Bracing superior to neuromuscular training for the prevention of self-reported recurrent ankle sprains: a three-arm randomised controlled trial
- 1Department of Public and Occupational Health EMGO Institute for Health and Care Research, VU University Medical Center, Amsterdam, The Netherlands
- 2Department of Sports and Exercise Medicine, Sports Medical Centre JBZ, ‘s-Hertogenbosch, The Netherlands
- Correspondence to Dr Evert A L M Verhagen, Department of Public and Occupational Health EMGO Institute for Health and Care Research, VU University Medical Center, Van der Boechorststraat 7, Amsterdam 1081 BT, The Netherlands;
- Accepted 29 November 2013
- Published Online First 7 January 2014
Background Ankle sprain is the most common sports-related injury with a high rate of recurrence and associated costs. Recent studies have emphasised the effectiveness of both neuromuscular training and bracing for the secondary prevention of ankle sprains.
Aim To evaluate the effectiveness of combined bracing and neuromuscular training, or bracing alone, against the use of neuromuscular training on recurrences of ankle sprain after usual care.
Methods 384 athletes, aged 18–70, who had sustained a lateral ankle sprain, were included (training group n=120; brace group n=126; combi group n=138). The training group received an 8-week home-based neuromuscular training programme, the brace group received a semirigid ankle brace to be worn during all sports activities for 12 months, and the combi group received both the training programme, as well as the ankle brace, to be worn during all sports activities for 8 weeks. The main outcome measure was self-reported recurrence of the ankle sprain.

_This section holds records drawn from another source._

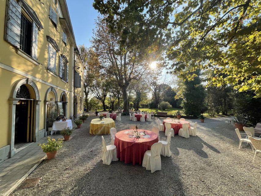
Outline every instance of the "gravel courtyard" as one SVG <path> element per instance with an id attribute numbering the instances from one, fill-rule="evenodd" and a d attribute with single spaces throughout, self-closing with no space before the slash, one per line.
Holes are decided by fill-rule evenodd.
<path id="1" fill-rule="evenodd" d="M 101 136 L 89 134 L 92 119 L 76 129 L 56 158 L 43 161 L 28 178 L 42 177 L 34 187 L 17 190 L 12 195 L 260 195 L 261 154 L 239 140 L 226 118 L 198 123 L 198 135 L 171 138 L 172 156 L 161 156 L 162 170 L 151 173 L 141 165 L 112 162 L 102 164 Z M 163 118 L 160 118 L 162 121 Z M 136 124 L 150 130 L 151 122 L 132 122 L 129 116 L 115 121 L 117 131 Z M 198 119 L 189 120 L 193 127 Z M 164 133 L 160 140 L 166 140 Z M 107 145 L 110 135 L 103 136 Z M 62 136 L 61 136 L 62 137 Z"/>

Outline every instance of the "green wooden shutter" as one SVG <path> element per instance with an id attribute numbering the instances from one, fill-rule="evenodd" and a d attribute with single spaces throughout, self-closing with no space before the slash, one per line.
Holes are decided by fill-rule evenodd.
<path id="1" fill-rule="evenodd" d="M 15 0 L 8 0 L 6 9 L 6 40 L 14 46 L 20 46 L 21 6 Z"/>

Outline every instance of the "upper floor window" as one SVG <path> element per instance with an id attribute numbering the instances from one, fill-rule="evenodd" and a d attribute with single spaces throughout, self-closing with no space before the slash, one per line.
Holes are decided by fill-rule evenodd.
<path id="1" fill-rule="evenodd" d="M 20 48 L 29 55 L 31 55 L 32 40 L 32 23 L 21 14 Z"/>

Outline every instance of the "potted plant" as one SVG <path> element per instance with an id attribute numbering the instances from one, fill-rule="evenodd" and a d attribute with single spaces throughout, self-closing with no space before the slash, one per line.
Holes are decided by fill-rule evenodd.
<path id="1" fill-rule="evenodd" d="M 83 123 L 83 121 L 80 119 L 76 120 L 74 121 L 74 123 L 77 126 L 77 128 L 78 129 L 80 129 L 81 128 L 81 126 L 82 124 Z"/>
<path id="2" fill-rule="evenodd" d="M 73 131 L 72 129 L 70 127 L 67 127 L 66 129 L 64 129 L 61 131 L 60 132 L 61 134 L 63 136 L 65 141 L 67 141 L 69 140 L 70 136 L 73 133 Z"/>
<path id="3" fill-rule="evenodd" d="M 236 116 L 234 119 L 232 119 L 231 120 L 234 122 L 235 126 L 240 131 L 243 130 L 243 127 L 245 126 L 247 122 L 247 120 L 238 116 Z"/>
<path id="4" fill-rule="evenodd" d="M 199 119 L 200 119 L 200 122 L 201 123 L 204 123 L 204 120 L 205 119 L 205 117 L 203 114 L 201 114 L 198 116 L 198 118 Z"/>
<path id="5" fill-rule="evenodd" d="M 181 112 L 179 110 L 178 110 L 177 112 L 175 114 L 175 115 L 177 116 L 177 118 L 178 119 L 180 119 L 181 118 Z"/>
<path id="6" fill-rule="evenodd" d="M 62 139 L 60 138 L 56 140 L 55 139 L 51 139 L 50 138 L 48 137 L 47 144 L 39 144 L 38 145 L 42 148 L 43 152 L 46 153 L 47 158 L 51 159 L 55 158 L 57 150 L 62 146 L 63 141 Z"/>
<path id="7" fill-rule="evenodd" d="M 102 120 L 104 118 L 103 115 L 102 114 L 100 115 L 100 116 L 99 116 L 99 119 L 100 119 L 100 120 Z"/>

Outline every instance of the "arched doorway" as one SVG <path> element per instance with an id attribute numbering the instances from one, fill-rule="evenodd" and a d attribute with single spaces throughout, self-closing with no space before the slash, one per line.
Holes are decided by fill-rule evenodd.
<path id="1" fill-rule="evenodd" d="M 78 102 L 77 101 L 77 97 L 74 96 L 74 100 L 73 100 L 73 118 L 74 119 L 77 118 L 77 108 L 78 107 Z"/>
<path id="2" fill-rule="evenodd" d="M 9 98 L 10 158 L 16 149 L 25 143 L 39 139 L 40 95 L 31 79 L 21 79 L 14 85 Z"/>

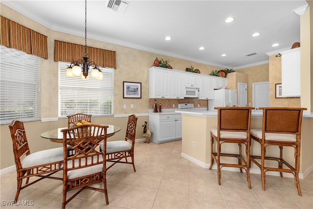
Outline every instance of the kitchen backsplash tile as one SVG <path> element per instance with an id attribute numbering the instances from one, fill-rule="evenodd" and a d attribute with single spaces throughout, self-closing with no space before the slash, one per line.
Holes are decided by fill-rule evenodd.
<path id="1" fill-rule="evenodd" d="M 175 105 L 175 108 L 177 108 L 178 104 L 180 103 L 193 103 L 195 108 L 204 108 L 207 109 L 207 100 L 206 99 L 149 99 L 150 109 L 153 109 L 155 100 L 156 100 L 158 108 L 159 103 L 162 105 L 162 109 L 171 109 L 173 108 L 173 104 Z M 198 104 L 200 107 L 198 107 Z"/>

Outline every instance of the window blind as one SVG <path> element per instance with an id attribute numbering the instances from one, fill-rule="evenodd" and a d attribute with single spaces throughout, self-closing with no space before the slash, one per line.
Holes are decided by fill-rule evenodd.
<path id="1" fill-rule="evenodd" d="M 0 46 L 0 123 L 40 119 L 39 57 Z"/>
<path id="2" fill-rule="evenodd" d="M 100 68 L 103 79 L 67 77 L 70 64 L 59 62 L 59 116 L 83 113 L 93 116 L 113 114 L 114 69 Z M 91 70 L 89 72 L 91 76 Z"/>

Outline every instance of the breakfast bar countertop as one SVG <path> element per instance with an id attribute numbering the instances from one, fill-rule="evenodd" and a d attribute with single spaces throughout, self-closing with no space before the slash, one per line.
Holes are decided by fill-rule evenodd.
<path id="1" fill-rule="evenodd" d="M 187 115 L 190 116 L 199 116 L 202 117 L 216 117 L 217 116 L 217 111 L 208 111 L 202 110 L 192 111 L 175 111 L 176 113 L 180 113 L 182 115 Z M 252 117 L 262 117 L 263 116 L 263 111 L 262 110 L 253 110 L 251 112 Z M 313 112 L 303 112 L 303 117 L 313 117 Z"/>

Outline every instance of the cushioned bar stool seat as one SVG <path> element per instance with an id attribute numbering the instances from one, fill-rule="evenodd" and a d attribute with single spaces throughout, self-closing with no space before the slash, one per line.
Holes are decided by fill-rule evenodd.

Results During the 1-year follow-up, 69 participants (20%) reported a recurrent ankle sprain: 29 (27%) in the training group, 17 (15%) in the brace group and 23 (19%) in the combi group. The relative risk for a recurrent ankle sprain in the brace group versus the training group was 0.53 (95% CI 0.29 to 0.97). No significant differences were found for time losses or costs due to ankle sprains between the intervention groups.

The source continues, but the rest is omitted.